Utility and Usability of ActivSight™ Laser Speckle Imaging in Visualization of Tissue Perfusion and Blood Flow During Esophageal Surgery in Humans

Trial Title: Utility and Usability of ActivSight™ Laser Speckle Imaging in Visualization of Tissue Perfusion and Blood Flow During Esophageal Surgery in Humans

NCT ID: NCT05591053

Condition: Esophagus Cancer
Esophageal Cancer
Esophageal Neoplasms
Esophageal Diseases
Esophageal Adenocarcinoma
Esophageal Squamous Cell Carcinoma
Esophagus SCC
Esophagus Tumor
Esophagus Adenocarcinoma
Esophagus Neoplasm

Conditions: Official terms:
Neoplasms
Adenocarcinoma
Esophageal Neoplasms
Esophageal Squamous Cell Carcinoma
Esophageal Diseases

Conditions: Keywords:
laparoscopic
robot assisted surgery
gastrointestinal anastomoses
esophagectomy
esophageal surgery
thoracic surgery
alimentary surgery
perfusion
indocyanine green (ICG)
laser speckle contrast imaging (LSCI)
cancer
minimally invasive surgery (MIS)

Study type: Interventional

Study phase: N/A

Overall status: Recruiting

Study design:

Allocation: N/A

Intervention model: Single Group Assignment

Intervention model description: Target enrollment for the assessment of esophageal anastomoses is a total of 70 patients powered to detect ~ 2-3 cm discordance between ICG and LSCI lines of demarcation between well vascularized and less vascularized site in the gastric conduit. Since ActivSight™ can detect the difference of > 2 cm between perfused versus less perfused in comparison to ICG with 80 % confidence at p<0.05 in a sample size of n = 21, the investigators estimate that the study will require an accrual of 63 patients. With potential unforeseen dropout and mortality, the investigators recruit a total of 70 patients for the proposed study.

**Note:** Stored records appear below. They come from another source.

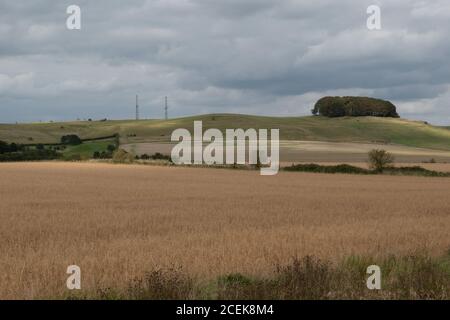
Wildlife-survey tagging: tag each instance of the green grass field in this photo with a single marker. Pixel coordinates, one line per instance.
(362, 129)
(87, 149)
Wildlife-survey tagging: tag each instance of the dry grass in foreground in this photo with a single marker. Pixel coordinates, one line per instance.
(118, 222)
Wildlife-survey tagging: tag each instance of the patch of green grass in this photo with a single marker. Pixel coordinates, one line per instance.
(86, 149)
(415, 276)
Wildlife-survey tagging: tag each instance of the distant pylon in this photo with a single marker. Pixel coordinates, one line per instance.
(165, 109)
(137, 107)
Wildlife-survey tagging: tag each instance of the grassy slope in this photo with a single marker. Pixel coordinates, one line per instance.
(366, 129)
(87, 149)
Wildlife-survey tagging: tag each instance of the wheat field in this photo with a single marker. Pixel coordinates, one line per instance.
(118, 221)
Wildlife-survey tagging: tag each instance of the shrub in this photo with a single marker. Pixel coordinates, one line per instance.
(380, 160)
(354, 107)
(341, 168)
(121, 156)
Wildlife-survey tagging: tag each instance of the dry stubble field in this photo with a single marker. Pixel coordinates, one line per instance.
(118, 221)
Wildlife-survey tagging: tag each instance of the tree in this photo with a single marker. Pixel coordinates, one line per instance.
(380, 160)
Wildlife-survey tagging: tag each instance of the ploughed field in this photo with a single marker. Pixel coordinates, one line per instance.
(118, 221)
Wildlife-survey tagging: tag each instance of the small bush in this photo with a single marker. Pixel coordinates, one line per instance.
(341, 168)
(121, 156)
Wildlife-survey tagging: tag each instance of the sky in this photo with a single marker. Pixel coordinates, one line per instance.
(264, 57)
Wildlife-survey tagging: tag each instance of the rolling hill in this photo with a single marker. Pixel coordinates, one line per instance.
(310, 128)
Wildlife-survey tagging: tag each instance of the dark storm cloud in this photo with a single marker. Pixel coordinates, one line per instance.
(254, 56)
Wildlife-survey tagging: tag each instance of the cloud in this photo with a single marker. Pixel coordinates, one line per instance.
(254, 56)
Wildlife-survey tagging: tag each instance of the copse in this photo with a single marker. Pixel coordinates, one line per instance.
(354, 107)
(71, 139)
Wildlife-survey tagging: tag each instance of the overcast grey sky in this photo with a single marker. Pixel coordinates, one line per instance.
(268, 57)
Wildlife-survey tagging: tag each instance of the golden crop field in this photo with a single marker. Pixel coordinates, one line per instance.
(118, 221)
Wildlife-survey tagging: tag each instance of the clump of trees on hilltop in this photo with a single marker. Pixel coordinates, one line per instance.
(354, 107)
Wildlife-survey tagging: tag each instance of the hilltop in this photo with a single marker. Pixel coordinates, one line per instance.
(309, 128)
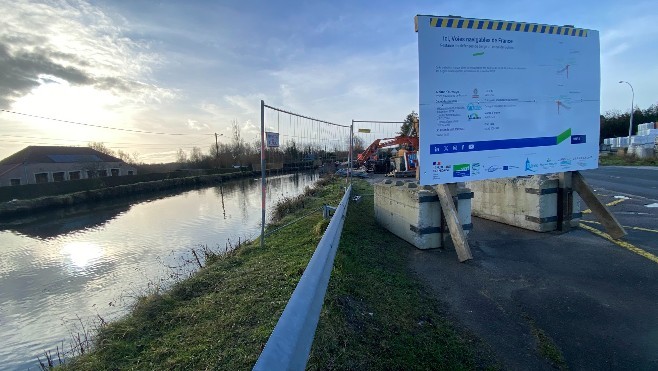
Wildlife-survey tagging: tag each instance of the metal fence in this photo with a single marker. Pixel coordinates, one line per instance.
(292, 140)
(289, 345)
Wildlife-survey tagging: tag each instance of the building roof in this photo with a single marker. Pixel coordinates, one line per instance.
(57, 154)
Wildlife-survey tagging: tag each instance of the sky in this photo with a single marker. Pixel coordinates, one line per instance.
(171, 74)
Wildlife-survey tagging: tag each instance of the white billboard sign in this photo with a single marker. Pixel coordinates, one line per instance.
(272, 139)
(502, 99)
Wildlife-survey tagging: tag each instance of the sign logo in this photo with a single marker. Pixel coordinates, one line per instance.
(461, 170)
(475, 168)
(272, 139)
(473, 107)
(438, 168)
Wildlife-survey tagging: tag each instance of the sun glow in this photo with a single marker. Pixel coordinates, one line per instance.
(80, 255)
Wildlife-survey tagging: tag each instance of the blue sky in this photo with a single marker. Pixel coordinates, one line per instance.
(193, 67)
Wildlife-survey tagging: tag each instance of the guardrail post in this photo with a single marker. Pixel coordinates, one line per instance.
(289, 345)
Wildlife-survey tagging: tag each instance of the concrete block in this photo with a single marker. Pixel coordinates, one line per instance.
(525, 202)
(413, 212)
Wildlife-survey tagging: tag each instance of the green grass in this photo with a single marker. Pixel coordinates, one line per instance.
(376, 315)
(617, 160)
(546, 346)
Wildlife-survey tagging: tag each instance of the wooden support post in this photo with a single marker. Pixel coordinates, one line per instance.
(454, 226)
(615, 230)
(564, 201)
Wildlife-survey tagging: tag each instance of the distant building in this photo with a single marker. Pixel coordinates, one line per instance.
(45, 164)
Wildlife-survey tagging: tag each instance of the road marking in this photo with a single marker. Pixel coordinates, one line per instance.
(613, 203)
(623, 244)
(625, 226)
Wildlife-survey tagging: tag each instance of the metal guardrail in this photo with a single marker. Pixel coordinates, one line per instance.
(289, 345)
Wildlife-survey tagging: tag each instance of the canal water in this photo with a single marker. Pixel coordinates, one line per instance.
(62, 270)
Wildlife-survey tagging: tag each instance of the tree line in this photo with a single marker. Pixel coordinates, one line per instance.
(615, 123)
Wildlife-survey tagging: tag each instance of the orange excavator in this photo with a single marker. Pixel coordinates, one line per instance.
(404, 162)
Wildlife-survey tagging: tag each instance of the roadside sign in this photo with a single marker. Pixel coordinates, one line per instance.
(502, 99)
(272, 139)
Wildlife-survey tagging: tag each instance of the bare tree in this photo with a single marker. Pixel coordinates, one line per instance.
(237, 143)
(101, 147)
(196, 157)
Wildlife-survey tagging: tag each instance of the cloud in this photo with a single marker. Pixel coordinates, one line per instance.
(74, 42)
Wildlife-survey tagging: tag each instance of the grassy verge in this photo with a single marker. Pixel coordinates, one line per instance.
(617, 160)
(376, 316)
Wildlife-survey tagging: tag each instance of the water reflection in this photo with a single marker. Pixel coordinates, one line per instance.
(80, 255)
(58, 265)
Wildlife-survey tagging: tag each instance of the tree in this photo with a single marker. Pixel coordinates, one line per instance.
(237, 143)
(101, 147)
(408, 126)
(196, 156)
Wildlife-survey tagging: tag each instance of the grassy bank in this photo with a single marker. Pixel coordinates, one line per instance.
(375, 316)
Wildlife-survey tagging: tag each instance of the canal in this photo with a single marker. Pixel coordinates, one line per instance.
(60, 271)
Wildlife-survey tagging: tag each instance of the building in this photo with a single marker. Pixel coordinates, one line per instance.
(45, 164)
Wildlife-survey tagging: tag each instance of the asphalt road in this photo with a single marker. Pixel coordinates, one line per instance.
(591, 301)
(640, 181)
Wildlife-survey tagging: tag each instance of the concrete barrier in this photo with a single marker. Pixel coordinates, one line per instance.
(413, 212)
(525, 202)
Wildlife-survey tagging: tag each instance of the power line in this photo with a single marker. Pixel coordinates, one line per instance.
(95, 126)
(89, 141)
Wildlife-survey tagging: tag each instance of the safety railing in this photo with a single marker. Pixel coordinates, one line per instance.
(290, 343)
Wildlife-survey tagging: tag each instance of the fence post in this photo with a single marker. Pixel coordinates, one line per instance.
(262, 172)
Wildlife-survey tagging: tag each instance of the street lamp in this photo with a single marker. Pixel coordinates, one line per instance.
(630, 126)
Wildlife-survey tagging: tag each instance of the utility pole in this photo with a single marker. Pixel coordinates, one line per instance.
(217, 150)
(630, 126)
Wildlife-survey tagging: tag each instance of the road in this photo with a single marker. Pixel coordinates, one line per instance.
(572, 300)
(641, 181)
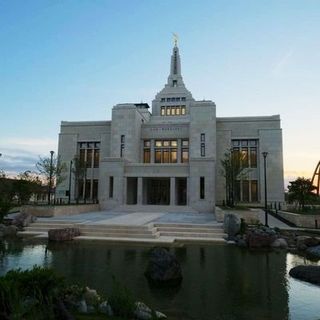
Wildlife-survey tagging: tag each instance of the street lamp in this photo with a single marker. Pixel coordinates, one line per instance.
(70, 171)
(265, 187)
(50, 177)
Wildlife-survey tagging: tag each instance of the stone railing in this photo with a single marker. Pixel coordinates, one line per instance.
(53, 211)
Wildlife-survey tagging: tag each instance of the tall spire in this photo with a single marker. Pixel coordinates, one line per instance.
(175, 78)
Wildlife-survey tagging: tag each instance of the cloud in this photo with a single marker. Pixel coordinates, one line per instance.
(19, 155)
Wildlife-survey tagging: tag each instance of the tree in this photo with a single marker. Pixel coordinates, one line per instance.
(79, 170)
(300, 191)
(27, 184)
(56, 171)
(232, 170)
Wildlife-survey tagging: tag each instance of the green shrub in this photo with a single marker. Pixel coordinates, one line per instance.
(121, 300)
(29, 294)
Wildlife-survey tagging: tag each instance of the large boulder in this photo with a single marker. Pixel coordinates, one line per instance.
(63, 234)
(314, 251)
(280, 243)
(303, 242)
(306, 273)
(163, 268)
(261, 237)
(231, 224)
(8, 231)
(23, 220)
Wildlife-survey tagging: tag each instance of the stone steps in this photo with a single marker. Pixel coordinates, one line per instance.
(159, 232)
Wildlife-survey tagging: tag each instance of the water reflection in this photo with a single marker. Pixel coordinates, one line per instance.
(219, 282)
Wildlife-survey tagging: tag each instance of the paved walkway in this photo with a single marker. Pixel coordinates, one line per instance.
(136, 218)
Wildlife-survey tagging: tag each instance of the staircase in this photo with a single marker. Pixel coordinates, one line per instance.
(191, 232)
(153, 233)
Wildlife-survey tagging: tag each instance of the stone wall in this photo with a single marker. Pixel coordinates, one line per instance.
(301, 220)
(53, 211)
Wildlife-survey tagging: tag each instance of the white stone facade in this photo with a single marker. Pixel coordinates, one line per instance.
(171, 156)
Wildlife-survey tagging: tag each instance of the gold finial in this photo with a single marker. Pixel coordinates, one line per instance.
(175, 39)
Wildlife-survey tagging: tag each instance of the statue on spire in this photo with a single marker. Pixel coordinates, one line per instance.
(175, 39)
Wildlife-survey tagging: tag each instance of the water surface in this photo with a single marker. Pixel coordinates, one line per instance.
(219, 281)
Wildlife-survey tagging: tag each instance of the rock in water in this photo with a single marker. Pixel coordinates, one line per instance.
(231, 224)
(314, 251)
(163, 268)
(63, 234)
(306, 273)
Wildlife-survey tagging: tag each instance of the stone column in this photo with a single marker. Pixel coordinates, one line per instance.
(172, 191)
(179, 151)
(139, 192)
(125, 181)
(152, 151)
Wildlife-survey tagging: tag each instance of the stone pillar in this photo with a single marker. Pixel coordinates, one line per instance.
(179, 149)
(152, 151)
(139, 192)
(125, 181)
(172, 191)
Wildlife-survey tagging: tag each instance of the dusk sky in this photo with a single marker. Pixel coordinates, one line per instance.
(74, 60)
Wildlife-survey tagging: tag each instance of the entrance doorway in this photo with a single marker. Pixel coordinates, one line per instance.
(132, 188)
(181, 191)
(156, 191)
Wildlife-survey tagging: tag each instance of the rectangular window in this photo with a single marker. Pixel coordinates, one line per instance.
(89, 158)
(202, 188)
(245, 190)
(157, 158)
(165, 156)
(96, 158)
(244, 157)
(254, 191)
(82, 158)
(185, 155)
(146, 143)
(95, 189)
(110, 187)
(88, 189)
(173, 156)
(185, 143)
(203, 150)
(253, 157)
(122, 140)
(146, 156)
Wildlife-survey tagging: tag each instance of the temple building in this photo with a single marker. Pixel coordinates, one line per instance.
(171, 155)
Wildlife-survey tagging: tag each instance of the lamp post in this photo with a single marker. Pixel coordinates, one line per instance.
(265, 187)
(50, 176)
(70, 171)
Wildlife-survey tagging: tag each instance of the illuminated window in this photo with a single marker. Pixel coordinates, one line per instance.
(202, 188)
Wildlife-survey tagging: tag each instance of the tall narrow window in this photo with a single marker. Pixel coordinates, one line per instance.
(202, 188)
(110, 187)
(89, 158)
(202, 145)
(96, 158)
(146, 151)
(245, 190)
(184, 150)
(254, 191)
(122, 146)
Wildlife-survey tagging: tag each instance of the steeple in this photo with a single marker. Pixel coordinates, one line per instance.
(175, 78)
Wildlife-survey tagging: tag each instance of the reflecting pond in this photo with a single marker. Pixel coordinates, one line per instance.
(219, 281)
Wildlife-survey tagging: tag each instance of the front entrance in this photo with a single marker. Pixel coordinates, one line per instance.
(156, 191)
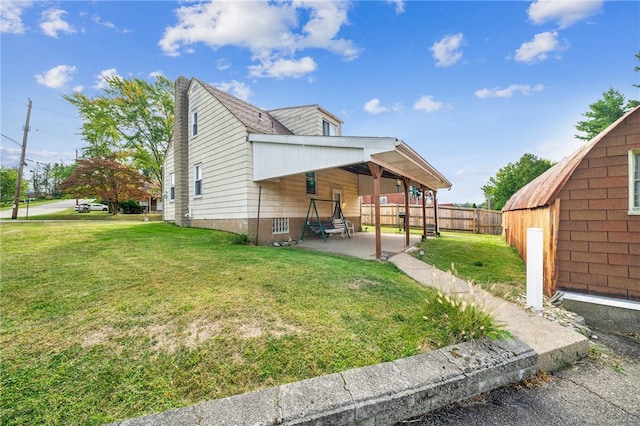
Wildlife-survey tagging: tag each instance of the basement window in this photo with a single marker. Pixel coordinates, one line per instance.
(280, 225)
(634, 181)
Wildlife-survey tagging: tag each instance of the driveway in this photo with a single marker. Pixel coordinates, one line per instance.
(47, 208)
(600, 390)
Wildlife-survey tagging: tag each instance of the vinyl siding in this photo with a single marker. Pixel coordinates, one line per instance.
(220, 148)
(305, 120)
(287, 197)
(168, 207)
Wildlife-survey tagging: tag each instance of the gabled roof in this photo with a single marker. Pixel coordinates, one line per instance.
(255, 119)
(543, 190)
(313, 106)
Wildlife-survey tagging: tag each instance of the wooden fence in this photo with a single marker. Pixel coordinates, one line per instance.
(479, 221)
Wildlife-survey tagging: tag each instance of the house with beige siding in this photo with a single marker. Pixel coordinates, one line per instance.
(588, 206)
(236, 167)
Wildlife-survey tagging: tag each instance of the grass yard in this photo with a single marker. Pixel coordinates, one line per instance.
(103, 321)
(487, 260)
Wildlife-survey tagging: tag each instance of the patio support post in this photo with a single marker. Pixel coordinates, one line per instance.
(423, 190)
(407, 228)
(435, 212)
(376, 172)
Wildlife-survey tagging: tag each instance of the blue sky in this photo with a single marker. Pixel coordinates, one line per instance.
(471, 86)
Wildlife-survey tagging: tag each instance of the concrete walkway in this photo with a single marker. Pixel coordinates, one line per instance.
(387, 393)
(555, 345)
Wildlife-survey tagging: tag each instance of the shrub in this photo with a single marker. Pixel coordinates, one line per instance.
(454, 320)
(131, 207)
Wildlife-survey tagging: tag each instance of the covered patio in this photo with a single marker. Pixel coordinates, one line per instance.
(362, 245)
(382, 165)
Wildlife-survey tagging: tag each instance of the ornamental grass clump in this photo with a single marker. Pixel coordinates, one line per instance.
(452, 319)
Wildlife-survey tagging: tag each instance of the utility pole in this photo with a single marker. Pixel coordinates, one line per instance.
(16, 199)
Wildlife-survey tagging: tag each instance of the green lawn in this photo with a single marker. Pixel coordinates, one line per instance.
(103, 321)
(487, 260)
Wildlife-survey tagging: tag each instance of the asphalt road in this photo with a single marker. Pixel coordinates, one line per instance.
(41, 208)
(603, 389)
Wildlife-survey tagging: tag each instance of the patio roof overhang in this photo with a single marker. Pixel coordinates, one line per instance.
(276, 156)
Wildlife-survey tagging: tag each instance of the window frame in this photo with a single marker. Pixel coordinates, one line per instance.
(193, 128)
(634, 182)
(280, 225)
(172, 187)
(313, 178)
(197, 183)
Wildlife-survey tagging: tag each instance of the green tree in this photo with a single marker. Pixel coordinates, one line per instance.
(134, 117)
(8, 181)
(108, 179)
(512, 177)
(602, 113)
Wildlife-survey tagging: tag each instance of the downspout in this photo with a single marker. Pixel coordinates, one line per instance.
(258, 220)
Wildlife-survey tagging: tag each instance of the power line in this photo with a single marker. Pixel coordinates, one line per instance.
(12, 140)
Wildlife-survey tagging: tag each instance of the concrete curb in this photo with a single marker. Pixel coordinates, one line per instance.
(375, 395)
(556, 346)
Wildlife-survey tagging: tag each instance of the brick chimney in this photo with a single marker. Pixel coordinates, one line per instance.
(181, 151)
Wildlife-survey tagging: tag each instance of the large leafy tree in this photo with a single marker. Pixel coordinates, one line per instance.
(108, 179)
(605, 111)
(512, 177)
(602, 113)
(134, 117)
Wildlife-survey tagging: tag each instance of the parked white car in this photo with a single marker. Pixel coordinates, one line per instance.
(91, 207)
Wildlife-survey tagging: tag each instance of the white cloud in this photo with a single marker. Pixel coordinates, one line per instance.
(539, 48)
(236, 88)
(281, 68)
(108, 24)
(271, 31)
(56, 77)
(374, 107)
(447, 51)
(426, 103)
(11, 16)
(399, 5)
(222, 64)
(51, 23)
(566, 13)
(101, 82)
(508, 92)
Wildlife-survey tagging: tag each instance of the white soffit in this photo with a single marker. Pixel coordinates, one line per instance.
(276, 156)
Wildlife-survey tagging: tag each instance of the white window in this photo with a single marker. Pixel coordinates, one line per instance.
(194, 124)
(280, 225)
(172, 187)
(329, 129)
(634, 181)
(311, 183)
(197, 180)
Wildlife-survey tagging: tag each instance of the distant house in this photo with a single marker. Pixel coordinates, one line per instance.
(236, 167)
(588, 206)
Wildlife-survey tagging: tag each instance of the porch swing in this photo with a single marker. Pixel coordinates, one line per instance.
(337, 225)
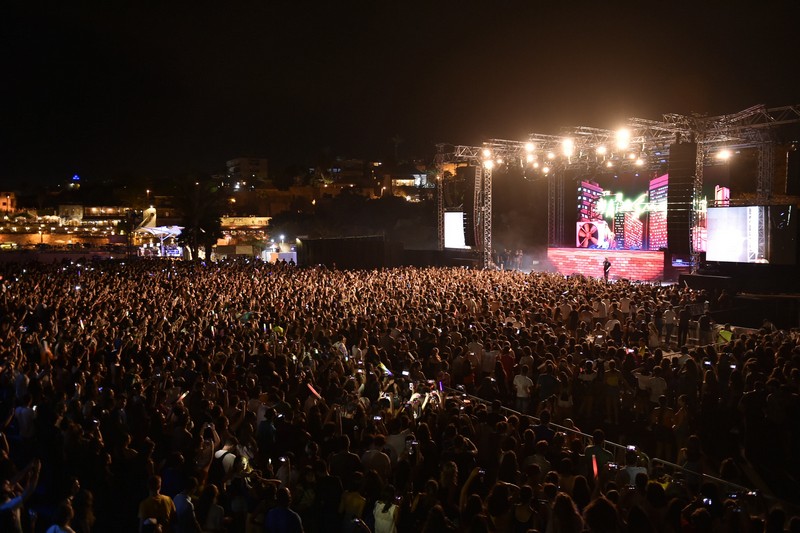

Primary purpose: Diagnostic

Masking: None (Open Label)

Intervention:

Intervention type: Device
Intervention name: ActivSight
Description: Use of ActivSight in patients undergoing laparoscopic or robot assisted esophagectomy.
Arm group label: ActivSight Group

Summary: ActivSight™ combines an innovative form factor and proprietary software to deliver precise, objective, real-time visualization of blood flow and tissue perfusion intraoperatively for laparoscope-based surgery. A small adaptor that fits between any existing laparoscope and camera systems and a separate light source placed along any current commercial system will deliver objective real-time tissue perfusion and blood flow information intraoperatively. Primary Objective: To determine the feasibility of ActivSight™ in detecting and displaying tissue perfusion and blood flow in the conduit and foregut anastomoses in esophageal resection/reconstructive surgery. The investigators will compare the precision and accuracy among the naked eye inspection, ICG and LSCI in assessing the vascularity of the conduit.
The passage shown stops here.